We make terrible films here in the United States. Fortunately, they’re almost all remakes now, which is why I don’t feel too bad in making such a sweeping statement on the mess that comprises our current cinematic output. Ignoring promising independent talent in favor of producing quickly-produced seat fillers and buy-products leave our legacy in a sad state of disconnect. We are, however, capable of making very, very good films, and of course you need only look at American Cinematheque’s monthly offerings, or Cinespia’s summer schedule, or even your local TCM listings to see them. And therein lies my point: why feel bad looking forward when looking back feels so much better?
That said, I have a certain list of old reliables that I turn to for looking back—blaxploitation, giallos, slashers from 1961 to 1981, zombie flicks with good OST and/or bad dubbing, video nasties, most things with John Saxon, anything with Michael Ironside, Sixties sex romps, Seventies Exorcist ripoffs, Eighties films where I can root for the hot jerk (Zabka, Spader), all films made in 1980, Troma, killer tomatoes, dolls, klowns and yogurt, killer animals, films that look like Kate Bush videos (Return to Oz, Labyrinth, The Company of Wolves), horror films set in hospitals, films with rides in them (Goonies, Explorers, Temple of Doom), films culminating in a disco competition, Cronenberg and Spinal Tap, i.e., The Rutles, i.e., All You Need is Cash (1978), a.k.a. one of my favorite films of all time.
But I’ve left my Most Favorite Thing Ever off of my list because it’s the one thing I want to focus in on for this rant: Hammer.
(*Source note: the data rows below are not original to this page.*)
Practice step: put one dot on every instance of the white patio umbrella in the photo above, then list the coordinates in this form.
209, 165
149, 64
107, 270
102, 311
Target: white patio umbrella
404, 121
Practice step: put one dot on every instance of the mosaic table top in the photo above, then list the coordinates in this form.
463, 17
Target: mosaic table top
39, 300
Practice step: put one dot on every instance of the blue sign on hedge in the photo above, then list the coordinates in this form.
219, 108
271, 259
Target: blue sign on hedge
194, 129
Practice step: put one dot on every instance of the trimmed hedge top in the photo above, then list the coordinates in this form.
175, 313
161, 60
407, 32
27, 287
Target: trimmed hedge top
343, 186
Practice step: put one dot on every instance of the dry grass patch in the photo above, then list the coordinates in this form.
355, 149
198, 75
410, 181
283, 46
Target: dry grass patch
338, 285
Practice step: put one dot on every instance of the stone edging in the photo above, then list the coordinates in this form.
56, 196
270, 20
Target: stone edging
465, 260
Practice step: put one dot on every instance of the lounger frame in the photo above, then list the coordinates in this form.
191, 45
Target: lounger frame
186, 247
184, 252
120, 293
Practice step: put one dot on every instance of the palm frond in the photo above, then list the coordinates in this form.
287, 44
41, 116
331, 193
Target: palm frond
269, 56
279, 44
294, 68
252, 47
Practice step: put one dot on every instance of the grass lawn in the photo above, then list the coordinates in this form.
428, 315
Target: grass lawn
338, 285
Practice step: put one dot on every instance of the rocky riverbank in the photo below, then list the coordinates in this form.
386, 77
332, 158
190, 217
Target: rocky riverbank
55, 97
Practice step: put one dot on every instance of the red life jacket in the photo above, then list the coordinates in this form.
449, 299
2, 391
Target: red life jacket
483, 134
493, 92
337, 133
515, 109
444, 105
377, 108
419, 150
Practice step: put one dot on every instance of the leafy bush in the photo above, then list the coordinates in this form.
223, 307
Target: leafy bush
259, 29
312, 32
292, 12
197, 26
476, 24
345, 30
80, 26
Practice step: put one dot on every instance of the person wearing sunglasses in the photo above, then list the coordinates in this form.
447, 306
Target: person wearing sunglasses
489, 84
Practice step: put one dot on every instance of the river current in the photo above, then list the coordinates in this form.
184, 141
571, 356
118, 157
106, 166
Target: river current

As in, Hammer Films, as in, the famed horror institution that is often imitated (Tigon) but never duplicated (Amicus). Sure, Tigon made Witchfinder General (1968), which I love and still rate as one of the most disturbing, genuinely creepy films I have ever seen (Vincent Price’s best work, IMO), and Amicus featured Hammer’s dynamic duo of Christopher Lee and Peter Cushing in several films, but everyone knows that Lee-Cushing did their best work for Hammer. As did most everyone who cut their teeth in the company. Terence Fisher, who directed many of my favorite Hammer films, including The Devil Rides Out (1968) and Frankenstein Must Be Destroyed (1969). Ingrid Pitt, the most beautiful and alluring of Hammer women—which is saying a lot, considering that just about every woman in every Hammer film is poster-perfect. Raquel Welch in a fur bikini, anyone?
Why do I keep returning to Hammer horror? Because no other film studio has managed to make blood look so beautiful, its villains appear so effortlessly enchanting and menacing. You want Christopher Lee’s Dracula to suck your neck, and for Peter Cushing’s Dr. Frankenstein to survive the fire. Or, at least, I do. And Hammer still delivers, literally and figuratively. Sir Christopher, bewitching in the Hammer films of his youth, continues to enthrall us with the Hammer film of his prime (The Resident, 2011). And his career continues to have bite. Perhaps we’ll see another Hammer in his future—now that is truly something to look forward to.